Vize-Final Soruları

Ankara Üniversitesi Hukuk Fakültesi İcra ve İflas Hukuku Final Soruları 2012

Ankara Üniversitesi Hukuk Fakültesi İcra ve İflas Hukuku Final Soruları 2012

(4/A ve 4/B sınıfları)

SORULAR

OLAY: Ahmet Saruhan, on beş senedir kesintisiz olarak beyaz eşya ticareti ile uğraşan Bedri Eser’in yanında çalışmaktadır. Uzun süredir işleri yolunda gitmeyen Bedri, 20.05.2010’da hiçbir sebep bildirilmeden haksız şekilde Ahmet’in sözleşmesini feshetmiş, ihbar ve kıdem tazminatını da ödememiştir. Bunun üzerine, Ahmet, ihbar ve kıdem tazminatı alacağının tahsili amacıyla Bedri aleyhine dava açmıştır. Bu dava sonunda, mahkeme, davacı Ahmet’in davasını kabul etmiş ve ilâm taraflara 22.01.2011’ de tebliğ edilmiştir. Aldığı ilâma dayanarak Ahmet, Bedri aleyhine cebrî icra yoluna başvurmaya karar vermiştir.
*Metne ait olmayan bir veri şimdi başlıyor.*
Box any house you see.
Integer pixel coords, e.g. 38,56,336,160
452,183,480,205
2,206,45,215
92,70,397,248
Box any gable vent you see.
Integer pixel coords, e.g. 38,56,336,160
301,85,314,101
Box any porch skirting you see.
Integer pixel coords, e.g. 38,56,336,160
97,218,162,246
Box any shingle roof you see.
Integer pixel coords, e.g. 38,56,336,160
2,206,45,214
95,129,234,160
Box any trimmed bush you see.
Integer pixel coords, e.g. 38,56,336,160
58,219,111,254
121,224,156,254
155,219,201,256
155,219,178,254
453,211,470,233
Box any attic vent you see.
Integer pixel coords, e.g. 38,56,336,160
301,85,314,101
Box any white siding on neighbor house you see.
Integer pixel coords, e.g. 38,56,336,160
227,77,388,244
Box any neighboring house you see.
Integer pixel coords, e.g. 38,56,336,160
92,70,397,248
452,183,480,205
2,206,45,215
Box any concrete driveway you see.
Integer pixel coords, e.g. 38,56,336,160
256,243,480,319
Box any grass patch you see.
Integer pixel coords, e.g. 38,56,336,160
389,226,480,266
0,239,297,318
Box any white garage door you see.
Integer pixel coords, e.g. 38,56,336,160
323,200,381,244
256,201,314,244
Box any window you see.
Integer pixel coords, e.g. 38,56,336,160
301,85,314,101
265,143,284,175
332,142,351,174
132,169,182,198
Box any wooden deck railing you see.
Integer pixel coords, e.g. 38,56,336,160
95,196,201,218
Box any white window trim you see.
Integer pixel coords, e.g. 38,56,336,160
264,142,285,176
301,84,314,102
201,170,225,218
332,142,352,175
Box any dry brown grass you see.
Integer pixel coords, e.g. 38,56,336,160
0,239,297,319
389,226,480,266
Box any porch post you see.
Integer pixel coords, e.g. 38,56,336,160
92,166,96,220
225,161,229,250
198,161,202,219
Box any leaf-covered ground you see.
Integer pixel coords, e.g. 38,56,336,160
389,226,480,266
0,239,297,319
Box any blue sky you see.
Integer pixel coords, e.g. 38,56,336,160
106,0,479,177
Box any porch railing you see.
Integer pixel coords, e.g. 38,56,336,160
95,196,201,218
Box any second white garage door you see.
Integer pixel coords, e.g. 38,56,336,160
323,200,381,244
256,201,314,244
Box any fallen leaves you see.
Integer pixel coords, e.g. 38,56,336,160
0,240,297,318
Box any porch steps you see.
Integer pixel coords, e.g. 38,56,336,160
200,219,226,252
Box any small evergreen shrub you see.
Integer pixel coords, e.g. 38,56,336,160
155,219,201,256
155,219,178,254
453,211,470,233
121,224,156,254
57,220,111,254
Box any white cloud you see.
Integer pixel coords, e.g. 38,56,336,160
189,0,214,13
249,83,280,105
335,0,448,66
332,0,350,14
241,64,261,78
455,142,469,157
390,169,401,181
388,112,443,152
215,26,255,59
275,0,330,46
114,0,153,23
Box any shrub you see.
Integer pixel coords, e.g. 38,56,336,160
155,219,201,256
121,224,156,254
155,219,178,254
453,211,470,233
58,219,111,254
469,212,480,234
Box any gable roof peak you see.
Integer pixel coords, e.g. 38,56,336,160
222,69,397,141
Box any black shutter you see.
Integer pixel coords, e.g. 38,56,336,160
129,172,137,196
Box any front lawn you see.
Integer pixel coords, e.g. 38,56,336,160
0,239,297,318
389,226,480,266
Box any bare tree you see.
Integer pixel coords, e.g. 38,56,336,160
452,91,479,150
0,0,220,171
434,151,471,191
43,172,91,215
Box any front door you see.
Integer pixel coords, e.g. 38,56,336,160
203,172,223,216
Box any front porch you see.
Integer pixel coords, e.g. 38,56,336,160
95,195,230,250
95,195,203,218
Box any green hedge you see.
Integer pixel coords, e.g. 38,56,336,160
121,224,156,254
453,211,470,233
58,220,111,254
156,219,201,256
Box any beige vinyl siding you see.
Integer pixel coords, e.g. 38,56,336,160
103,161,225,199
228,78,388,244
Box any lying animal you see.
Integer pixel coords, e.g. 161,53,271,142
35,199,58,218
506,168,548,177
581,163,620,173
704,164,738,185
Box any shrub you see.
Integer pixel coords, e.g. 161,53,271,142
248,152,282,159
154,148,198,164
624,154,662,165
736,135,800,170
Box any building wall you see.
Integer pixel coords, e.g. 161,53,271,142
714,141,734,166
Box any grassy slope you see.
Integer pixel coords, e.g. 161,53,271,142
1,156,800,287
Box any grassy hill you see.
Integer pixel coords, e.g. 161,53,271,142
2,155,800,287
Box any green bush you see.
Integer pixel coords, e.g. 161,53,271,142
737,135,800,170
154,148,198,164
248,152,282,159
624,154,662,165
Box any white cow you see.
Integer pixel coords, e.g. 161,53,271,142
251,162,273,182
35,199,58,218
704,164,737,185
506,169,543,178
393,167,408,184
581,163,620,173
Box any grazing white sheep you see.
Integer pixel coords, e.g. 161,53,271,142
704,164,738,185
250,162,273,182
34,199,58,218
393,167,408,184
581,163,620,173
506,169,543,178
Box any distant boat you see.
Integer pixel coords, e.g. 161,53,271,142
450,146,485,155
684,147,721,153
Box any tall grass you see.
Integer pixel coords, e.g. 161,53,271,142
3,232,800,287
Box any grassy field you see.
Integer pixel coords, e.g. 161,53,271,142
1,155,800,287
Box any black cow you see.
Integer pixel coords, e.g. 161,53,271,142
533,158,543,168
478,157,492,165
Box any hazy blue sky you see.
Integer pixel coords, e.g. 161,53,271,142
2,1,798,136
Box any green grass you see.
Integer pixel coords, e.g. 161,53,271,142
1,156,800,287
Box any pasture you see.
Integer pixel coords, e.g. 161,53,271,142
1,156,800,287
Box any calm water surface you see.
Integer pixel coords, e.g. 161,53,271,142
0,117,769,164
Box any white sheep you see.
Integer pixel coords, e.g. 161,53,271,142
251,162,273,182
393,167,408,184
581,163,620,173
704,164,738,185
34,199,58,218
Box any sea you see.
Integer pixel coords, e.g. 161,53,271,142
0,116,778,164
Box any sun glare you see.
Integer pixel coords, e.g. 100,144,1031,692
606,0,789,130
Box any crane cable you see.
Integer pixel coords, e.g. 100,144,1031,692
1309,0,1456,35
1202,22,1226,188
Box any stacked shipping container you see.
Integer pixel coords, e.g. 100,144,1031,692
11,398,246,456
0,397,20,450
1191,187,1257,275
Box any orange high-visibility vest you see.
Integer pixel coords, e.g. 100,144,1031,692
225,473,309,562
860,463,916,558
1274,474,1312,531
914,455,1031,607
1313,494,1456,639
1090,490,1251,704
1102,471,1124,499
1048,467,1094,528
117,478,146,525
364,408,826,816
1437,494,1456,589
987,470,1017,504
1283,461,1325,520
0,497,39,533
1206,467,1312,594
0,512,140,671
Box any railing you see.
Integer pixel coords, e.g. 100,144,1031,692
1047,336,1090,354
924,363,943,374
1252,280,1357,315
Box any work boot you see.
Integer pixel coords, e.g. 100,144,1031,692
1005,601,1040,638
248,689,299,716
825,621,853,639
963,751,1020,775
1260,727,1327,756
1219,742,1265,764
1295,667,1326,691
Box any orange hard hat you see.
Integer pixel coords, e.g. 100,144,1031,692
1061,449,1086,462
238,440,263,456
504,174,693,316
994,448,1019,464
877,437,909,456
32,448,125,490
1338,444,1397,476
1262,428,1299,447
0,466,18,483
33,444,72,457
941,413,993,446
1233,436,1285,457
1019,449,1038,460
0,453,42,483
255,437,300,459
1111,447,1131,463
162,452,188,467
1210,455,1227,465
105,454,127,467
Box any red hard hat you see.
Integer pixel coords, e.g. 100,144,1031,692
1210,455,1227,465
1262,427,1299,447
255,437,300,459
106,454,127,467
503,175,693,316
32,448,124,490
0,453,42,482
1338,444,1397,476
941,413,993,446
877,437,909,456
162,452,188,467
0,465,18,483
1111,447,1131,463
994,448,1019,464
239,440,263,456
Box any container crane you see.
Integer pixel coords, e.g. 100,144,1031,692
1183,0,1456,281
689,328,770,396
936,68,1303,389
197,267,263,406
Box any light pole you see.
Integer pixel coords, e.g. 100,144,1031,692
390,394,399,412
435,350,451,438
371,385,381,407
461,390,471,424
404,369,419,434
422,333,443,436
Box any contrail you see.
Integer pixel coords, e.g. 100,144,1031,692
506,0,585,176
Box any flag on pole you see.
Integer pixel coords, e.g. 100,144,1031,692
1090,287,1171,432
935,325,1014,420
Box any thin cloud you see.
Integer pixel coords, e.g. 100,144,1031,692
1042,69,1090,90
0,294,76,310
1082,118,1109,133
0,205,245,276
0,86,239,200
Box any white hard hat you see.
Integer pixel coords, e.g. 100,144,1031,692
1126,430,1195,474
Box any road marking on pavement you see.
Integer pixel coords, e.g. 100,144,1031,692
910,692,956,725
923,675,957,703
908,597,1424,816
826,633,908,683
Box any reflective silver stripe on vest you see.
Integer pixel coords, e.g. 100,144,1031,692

SORU I- Ahmet, başlatacağı ilâmlı icra takibinden önce, aleyhine hüküm verilen Bedri’nin mallarını kaçıracağı endişesindedir. Bunu önlemek için Ahmet’in başvurabileceği bir yol var mıdır? Varsa, nereye ve nasıl başvurulacağına değinerek bu yolu, kısaca açıklayınız. (6 puan)

Ahmet, bir dilekçe ile ihtiyati haciz kararı almak için mahkemeye başvurabilir (İİK m. 257). Yetkili mahkeme, genel haciz yolundaki yetki kurallarına göre, görevli mahkeme ise HMK’na göre belirlenir. Alacaklının, alacağı ve ihtiyati haciz sebeplerinin varlığı hakkında mahkemeye kanaat verecek deliller göstermesi gerekir. Ancak burada tam bir ispat aranmaz. Mahkemenin alacağın varlığına ve ihtiyati haciz sebeplerine kanaat getirmesi yeterlidir. İhtiyati hacze karar veren mahkeme, aynı zamanda alacaklıdan teminat alınmasına da karar verir. Ancak Ahmet’in alacağı bir ilama dayandığından, alacaklının teminat göstermesi gerekmez. 

SORU II- Ahmet, Bedri aleyhine, 24.01.2011 tarihinde ilâmlı icra takibi başlatmıştır.

1. İcra müdürünün, hükmün henüz kesinleşmediği gerekçesiyle, Ahmet’in takip talebini almayıp reddettiğini varsayalım. İcra müdürünün bu işlemi doğru mudur? Doğru değilse, icra müdürünün bu işlemine karşı, hangi gerekçeyle, ne kadar süre içinde, nerede, hangi yola başvurulması gerekir? (8 puan)

Bir mahkeme hükmüne (ilâmına) karşı temyiz yoluna başvurulmuş olması, kural olarak o hükmün (ilâmın) icrasını durdurmaz (HUMK m. 443, I). Olayımızda HUMK m. 443, IV’teki istisnalar bulunmadığından Ahmet, mahkemenin alacağın tahsiline ilişkin ilâmının kesinleşmesini beklemeksizin, alacağını takip ve tahsil edebilir. Bu nedenle Ahmet, bir hakkın yerine getirilmemesi nedeniyle takip talebini reddeden icra dairesinin bağlı bulunduğu icra mahkemesinde, süresiz şikâyet yoluna başvurur (İİK m. 16).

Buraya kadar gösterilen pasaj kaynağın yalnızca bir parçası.